「レシピにタイムとあるのに、家にない……」と困ったことはありませんか。
タイムはすっきりとした香りが魅力の香草ですが、オレガノやマジョラム、ローズマリーなどでも料理に合う風味を補えます。
ただし、香草ごとに香りの強さや得意な料理は異なるため、タイムと同じ感覚でたっぷり加えると、印象が変わりすぎてしまうこともあります。
この記事では、肉・魚・トマト料理・煮込み料理に合わせた代用品の選び方や、香りを活かす量と加えるタイミングをわかりやすく紹介します。
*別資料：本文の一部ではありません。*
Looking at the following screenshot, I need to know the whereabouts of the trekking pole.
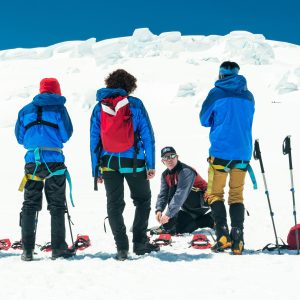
[282,135,299,254]
[34,211,39,251]
[253,139,281,254]
[65,200,74,247]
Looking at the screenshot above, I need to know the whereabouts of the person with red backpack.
[90,69,159,260]
[15,78,75,261]
[152,146,214,234]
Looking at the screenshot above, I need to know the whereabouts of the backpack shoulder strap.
[25,106,58,130]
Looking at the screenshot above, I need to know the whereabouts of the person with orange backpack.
[90,69,159,260]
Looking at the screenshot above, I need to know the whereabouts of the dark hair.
[105,69,137,94]
[220,61,240,70]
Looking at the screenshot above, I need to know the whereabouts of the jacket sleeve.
[58,107,73,143]
[90,104,101,177]
[15,110,25,145]
[166,168,196,218]
[199,89,214,127]
[137,101,155,170]
[155,175,169,212]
香草がまったくないときの工夫や、タイムを入れずに仕上げる方法も紹介するので、手元にある食材で無理なくおいしい一皿を作りたいときに役立ててください。
この記事でわかること
- タイムの代用に使いやすい香草と、それぞれの香りの特徴
- 肉料理・魚料理・トマト料理・煮込み料理に合う代用品の選び方
- 代用する香草の量と、料理に加えるタイミングの目安
- 香草がないときにセロリの葉や黒こしょうなどで風味を補う工夫
タイムの代用にはオレガノやマジョラムなどの香草が使える

タイムが手元にないときは、オレガノ・マジョラム・ローズマリー・ローリエ・バジルなどの香草で香りを補えます。
なかでもタイムのすっきりした香りに近づけやすいのはマジョラムで、少し印象を変えてもよければオレガノやローズマリーも選択肢になります。
ただし、香草によって香りの方向性は異なるため、タイムとまったく同じ風味になるわけではありません。
料理に加えたい香りのイメージに合わせて選ぶと、タイムなしでもまとまりのある味わいを目指せます。
| 香草 | 香りの特徴 | タイムの代用としての使いやすさ |
|---|---|---|
| オレガノ | 爽やかさとほろ苦さを感じる、はっきりした香り | 肉やトマト系の風味になじみやすい |
| マジョラム | 甘さを含むやさしく穏やかな香り | タイムに近い印象を作りやすい |
| ローズマリー | 針葉樹を思わせる、力強く清涼感のある香り | 香りの存在感を出したいときに向く |
| ローリエ | 落ち着きのある深い香り | 煮込み料理に香りの奥行きを出しやすい |
| バジル | 甘く華やかで、みずみずしい香り | 軽やかな香りを加えたいときに選びやすい |
オレガノは少量でも爽やかな風味を補いやすい
オレガノは、タイムよりもやや野性味があり、爽やかさのなかにほろ苦さを感じる香草です。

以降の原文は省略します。